REFREN: Całemu światu głoście Ewangelię

Chwalcie Pana, wszystkie narody,

wysławiajcie Go wszystkie ludy,

bo potężna nad nami Jego łaska,

a wierność Pana trwa na wieki (Ps 117,1-2).

 

Popatrzmy na motywację. No to, czym jest uzasadnione to chwalenie Pana. W czym jest osadzona potrzeba chwalenia Pana? Jest to wyrażone w dwóch rzeczownikach, które są bardzo bogate w treść. Są to łaska i wierność.

 

1. Łaska Pana

 

Nad nami wielka, potężna jest łaska Pana. Hebrajskie pojęcie łaska (hesed) wskazuje na relacje życzliwości między osobami, w szczególności Bogiem a człowiekiem. Obejmuje to wszystko, co jest wyrazem gotowości dawania drugiemu tego, co go buduje, ożywia. Ma charakter wzajemności, ale nie koniecznie na zasadzie równości. Jest przede wszystkim darem jednostronnym z racji tego, że ktoś jest bezinteresownie życzliwy dla drugiego.

Ten termin nabiera szczególnej mocy, gdy jest w kontekście przymierza. W tym kontekście wyraża to, co możemy określić jako relację między potrzebującym pomocy (np. chorym pacjentem) a tym, kto temu potrzebującemu mu takiej pomocy udziela wielkodusznie i bezinteresownie.

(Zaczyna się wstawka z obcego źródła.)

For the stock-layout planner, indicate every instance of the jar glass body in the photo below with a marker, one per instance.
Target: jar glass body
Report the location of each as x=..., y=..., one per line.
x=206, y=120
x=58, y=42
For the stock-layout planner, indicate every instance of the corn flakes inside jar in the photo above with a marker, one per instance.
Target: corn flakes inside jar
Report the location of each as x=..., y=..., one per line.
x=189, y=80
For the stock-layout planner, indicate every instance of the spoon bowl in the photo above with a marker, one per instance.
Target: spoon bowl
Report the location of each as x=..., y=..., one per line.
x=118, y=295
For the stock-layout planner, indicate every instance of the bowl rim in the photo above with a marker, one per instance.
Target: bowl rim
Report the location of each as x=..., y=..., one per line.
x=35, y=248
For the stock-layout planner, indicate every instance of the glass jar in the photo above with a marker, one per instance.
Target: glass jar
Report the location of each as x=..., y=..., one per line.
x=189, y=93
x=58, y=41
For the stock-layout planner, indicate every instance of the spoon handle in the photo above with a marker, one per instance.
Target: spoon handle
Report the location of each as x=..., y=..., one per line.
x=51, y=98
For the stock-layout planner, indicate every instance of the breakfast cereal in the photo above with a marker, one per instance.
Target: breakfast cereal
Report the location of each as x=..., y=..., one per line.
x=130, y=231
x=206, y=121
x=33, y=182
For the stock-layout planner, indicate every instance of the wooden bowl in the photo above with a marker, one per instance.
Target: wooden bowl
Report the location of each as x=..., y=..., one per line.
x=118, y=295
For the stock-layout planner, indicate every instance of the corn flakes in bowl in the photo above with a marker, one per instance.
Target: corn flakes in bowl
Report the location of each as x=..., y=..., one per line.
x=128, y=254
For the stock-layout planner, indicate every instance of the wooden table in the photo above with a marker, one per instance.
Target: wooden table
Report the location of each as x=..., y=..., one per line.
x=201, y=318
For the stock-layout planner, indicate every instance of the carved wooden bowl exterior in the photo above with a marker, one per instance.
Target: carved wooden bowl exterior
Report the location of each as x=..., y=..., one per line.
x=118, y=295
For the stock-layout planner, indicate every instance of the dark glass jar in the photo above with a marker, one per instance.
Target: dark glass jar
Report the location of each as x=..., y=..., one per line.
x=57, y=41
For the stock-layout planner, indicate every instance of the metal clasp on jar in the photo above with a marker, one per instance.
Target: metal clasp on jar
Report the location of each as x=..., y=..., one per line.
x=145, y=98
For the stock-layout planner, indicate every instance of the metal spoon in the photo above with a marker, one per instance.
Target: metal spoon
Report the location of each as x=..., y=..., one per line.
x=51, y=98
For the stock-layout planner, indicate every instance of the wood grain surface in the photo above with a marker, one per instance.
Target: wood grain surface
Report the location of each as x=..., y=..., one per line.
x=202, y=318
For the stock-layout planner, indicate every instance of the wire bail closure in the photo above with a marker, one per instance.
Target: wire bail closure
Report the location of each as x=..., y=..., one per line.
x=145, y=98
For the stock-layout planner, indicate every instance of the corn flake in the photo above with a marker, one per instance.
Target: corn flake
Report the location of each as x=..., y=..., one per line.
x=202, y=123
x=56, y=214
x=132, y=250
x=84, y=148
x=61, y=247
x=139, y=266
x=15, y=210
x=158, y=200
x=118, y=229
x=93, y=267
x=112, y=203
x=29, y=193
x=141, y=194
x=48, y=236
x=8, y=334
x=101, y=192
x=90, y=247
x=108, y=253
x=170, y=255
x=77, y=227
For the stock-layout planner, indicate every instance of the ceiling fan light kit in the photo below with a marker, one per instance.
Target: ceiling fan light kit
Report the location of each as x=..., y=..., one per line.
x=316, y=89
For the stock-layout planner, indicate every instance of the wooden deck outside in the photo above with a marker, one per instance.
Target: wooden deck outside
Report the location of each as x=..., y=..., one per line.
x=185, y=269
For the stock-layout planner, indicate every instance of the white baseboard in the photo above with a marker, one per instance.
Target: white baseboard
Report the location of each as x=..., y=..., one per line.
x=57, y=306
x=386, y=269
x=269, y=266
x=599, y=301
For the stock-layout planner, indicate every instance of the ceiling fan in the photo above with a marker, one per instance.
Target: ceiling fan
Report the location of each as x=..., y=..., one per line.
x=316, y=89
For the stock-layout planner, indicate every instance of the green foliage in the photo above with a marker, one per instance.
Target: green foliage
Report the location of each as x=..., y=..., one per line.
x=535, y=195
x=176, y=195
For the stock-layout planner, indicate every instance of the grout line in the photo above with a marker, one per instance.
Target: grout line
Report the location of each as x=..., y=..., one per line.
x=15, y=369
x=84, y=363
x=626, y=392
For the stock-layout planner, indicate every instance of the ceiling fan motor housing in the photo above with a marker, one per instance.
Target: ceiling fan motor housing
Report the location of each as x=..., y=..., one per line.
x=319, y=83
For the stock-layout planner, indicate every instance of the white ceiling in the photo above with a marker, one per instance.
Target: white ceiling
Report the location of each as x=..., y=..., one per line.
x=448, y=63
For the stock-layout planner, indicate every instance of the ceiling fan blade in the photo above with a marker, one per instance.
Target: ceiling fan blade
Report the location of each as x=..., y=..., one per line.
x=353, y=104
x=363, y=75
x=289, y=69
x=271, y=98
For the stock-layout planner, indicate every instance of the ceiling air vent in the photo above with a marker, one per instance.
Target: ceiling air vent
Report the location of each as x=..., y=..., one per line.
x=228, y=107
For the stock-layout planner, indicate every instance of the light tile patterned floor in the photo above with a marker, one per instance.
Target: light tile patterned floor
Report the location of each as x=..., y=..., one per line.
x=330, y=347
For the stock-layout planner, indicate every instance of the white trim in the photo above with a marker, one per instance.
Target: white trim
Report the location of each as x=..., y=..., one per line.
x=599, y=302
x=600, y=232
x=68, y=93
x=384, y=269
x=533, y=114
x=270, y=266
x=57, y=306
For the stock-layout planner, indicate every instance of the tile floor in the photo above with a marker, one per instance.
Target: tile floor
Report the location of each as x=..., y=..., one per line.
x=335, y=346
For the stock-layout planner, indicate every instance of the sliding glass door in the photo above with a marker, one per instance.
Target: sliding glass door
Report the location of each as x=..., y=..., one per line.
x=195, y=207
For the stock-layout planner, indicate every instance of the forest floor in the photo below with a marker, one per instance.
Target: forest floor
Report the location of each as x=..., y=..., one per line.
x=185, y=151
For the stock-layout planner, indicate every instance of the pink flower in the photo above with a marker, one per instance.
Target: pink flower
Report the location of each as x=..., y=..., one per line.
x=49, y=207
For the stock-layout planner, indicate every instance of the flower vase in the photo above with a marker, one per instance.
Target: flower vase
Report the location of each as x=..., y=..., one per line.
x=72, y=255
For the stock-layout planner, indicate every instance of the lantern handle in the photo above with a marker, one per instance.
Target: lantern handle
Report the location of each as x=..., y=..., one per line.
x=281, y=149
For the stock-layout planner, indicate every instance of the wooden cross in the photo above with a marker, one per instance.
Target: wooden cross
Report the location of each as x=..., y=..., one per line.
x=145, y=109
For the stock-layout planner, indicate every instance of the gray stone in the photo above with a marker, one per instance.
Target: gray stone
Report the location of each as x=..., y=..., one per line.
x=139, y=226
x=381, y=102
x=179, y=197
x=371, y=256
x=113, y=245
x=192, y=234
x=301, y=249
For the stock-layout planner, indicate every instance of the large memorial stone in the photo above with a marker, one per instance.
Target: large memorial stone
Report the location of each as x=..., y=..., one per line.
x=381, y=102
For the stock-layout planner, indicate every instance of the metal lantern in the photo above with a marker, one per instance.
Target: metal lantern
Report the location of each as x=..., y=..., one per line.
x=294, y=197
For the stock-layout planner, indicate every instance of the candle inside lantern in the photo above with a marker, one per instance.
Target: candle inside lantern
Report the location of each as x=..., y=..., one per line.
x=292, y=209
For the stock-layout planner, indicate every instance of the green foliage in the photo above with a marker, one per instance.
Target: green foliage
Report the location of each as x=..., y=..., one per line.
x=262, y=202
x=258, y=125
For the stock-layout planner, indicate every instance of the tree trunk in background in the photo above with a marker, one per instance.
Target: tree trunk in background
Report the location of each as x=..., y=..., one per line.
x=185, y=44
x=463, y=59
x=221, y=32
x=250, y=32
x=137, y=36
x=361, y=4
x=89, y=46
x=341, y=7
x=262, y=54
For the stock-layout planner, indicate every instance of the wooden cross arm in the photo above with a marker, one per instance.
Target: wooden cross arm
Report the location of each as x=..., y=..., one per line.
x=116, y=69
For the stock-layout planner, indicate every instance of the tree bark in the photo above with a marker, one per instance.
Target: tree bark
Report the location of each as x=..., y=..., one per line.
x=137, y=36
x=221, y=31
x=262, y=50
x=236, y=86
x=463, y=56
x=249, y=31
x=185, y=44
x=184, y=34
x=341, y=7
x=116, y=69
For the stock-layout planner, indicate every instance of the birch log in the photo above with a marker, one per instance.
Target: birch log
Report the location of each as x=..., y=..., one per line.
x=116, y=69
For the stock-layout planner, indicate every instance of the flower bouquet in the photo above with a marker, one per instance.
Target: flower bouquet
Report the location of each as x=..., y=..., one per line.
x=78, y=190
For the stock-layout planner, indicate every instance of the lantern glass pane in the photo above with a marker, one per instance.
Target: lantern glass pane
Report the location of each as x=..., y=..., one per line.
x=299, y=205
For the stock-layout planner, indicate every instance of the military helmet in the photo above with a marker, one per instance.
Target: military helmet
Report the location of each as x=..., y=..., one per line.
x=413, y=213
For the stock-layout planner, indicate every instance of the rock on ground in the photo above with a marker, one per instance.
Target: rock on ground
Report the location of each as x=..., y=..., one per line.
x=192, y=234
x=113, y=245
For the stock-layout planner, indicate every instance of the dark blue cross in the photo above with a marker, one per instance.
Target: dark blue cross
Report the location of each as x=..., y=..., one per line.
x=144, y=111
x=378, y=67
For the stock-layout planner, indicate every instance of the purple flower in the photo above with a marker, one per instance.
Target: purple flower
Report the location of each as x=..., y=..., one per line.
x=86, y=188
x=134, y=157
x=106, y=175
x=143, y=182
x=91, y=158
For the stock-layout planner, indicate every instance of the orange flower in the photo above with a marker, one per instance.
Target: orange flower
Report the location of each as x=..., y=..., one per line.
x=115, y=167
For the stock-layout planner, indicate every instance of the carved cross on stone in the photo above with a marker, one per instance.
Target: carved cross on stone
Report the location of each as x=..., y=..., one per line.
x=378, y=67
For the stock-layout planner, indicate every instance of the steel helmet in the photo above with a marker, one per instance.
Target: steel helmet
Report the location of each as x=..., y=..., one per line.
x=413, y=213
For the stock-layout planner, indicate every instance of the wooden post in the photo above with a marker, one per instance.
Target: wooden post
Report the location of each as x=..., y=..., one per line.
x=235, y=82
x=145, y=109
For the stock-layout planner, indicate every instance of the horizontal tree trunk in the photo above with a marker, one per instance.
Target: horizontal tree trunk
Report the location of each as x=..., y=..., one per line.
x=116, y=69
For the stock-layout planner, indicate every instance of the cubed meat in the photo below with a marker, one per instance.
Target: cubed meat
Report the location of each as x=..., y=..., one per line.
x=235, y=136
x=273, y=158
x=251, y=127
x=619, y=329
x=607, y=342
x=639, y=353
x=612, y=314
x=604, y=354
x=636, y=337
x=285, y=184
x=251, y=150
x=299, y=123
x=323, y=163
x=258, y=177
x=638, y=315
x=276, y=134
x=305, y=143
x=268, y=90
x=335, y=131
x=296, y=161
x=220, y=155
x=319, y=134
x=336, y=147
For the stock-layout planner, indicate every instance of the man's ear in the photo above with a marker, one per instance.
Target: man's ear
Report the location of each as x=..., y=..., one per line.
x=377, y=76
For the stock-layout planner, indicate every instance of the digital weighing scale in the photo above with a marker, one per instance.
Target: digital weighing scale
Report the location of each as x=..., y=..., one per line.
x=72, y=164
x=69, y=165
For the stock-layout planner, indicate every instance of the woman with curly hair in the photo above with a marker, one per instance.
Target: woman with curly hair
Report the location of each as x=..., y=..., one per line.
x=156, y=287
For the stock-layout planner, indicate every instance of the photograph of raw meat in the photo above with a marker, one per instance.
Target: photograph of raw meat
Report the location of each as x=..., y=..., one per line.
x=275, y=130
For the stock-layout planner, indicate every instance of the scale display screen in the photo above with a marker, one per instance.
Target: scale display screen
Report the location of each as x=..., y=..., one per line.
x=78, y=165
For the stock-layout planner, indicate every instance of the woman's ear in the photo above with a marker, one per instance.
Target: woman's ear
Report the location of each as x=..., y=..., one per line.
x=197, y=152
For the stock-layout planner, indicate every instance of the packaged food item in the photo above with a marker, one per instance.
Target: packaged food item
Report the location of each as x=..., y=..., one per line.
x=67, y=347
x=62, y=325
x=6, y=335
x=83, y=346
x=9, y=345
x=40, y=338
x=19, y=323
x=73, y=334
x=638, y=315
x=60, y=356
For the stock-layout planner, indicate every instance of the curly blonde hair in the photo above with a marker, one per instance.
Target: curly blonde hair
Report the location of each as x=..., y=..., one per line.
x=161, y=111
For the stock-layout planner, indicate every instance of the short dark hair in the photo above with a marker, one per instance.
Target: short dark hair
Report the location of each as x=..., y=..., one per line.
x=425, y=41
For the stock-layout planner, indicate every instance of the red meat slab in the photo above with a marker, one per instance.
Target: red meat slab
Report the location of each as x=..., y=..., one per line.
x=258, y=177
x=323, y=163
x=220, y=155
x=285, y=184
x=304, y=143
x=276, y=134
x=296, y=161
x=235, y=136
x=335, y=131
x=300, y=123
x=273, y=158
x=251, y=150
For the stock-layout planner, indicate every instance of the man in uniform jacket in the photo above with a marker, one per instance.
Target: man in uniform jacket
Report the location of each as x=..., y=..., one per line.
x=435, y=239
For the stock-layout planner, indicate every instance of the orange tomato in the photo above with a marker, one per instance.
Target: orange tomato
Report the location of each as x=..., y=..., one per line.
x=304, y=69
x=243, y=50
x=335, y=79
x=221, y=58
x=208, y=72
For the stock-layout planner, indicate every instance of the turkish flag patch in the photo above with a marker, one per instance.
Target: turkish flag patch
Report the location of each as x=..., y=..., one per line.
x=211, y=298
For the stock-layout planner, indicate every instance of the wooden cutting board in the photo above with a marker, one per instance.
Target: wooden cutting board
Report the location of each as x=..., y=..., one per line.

Przymierze Boga z ludźmi jest bowiem zawarte dla zbawienia człowieka, dla uzdrowienia jego relacji z Bogiem. Dlatego Bóg ukazuje łaskę. Najpełniej okazało się to w Jezusie Chrystusie, który stał się jednym z nas, by ukazać na sobie (swoim życiem) drogę życia zgodnego z zamysłem Boga i tym samym zbawionego i szczęśliwego. Prawdziwego życia, w którym nie ma oszukania; nie ma choroby, która zabijała by ducha człowieka, nie ma zamętu. Jezus, w swoim wydaniu się w ręce ludzi, jest najwyższym wyrazem łaski Boga.

Potężna nad nami (wobec nas, wobec każdego z nas) jest łaska Boga. Jest to Prawda, fakt, Tajemnica Jezusa Chrystusa ukrzyżowanego i zmartwychwstałego, który udziela nam Ducha Świętego jako Łaski Boga.

 

2. Wierność, która trwa na wieki

 

Drugi człon motywacji wezwania do oddawania Bogu chwały to Jego wierność (hbr. emet – od rdzenia amn). Jest to wierność nieodwołalna i stała, która trwa na wieki.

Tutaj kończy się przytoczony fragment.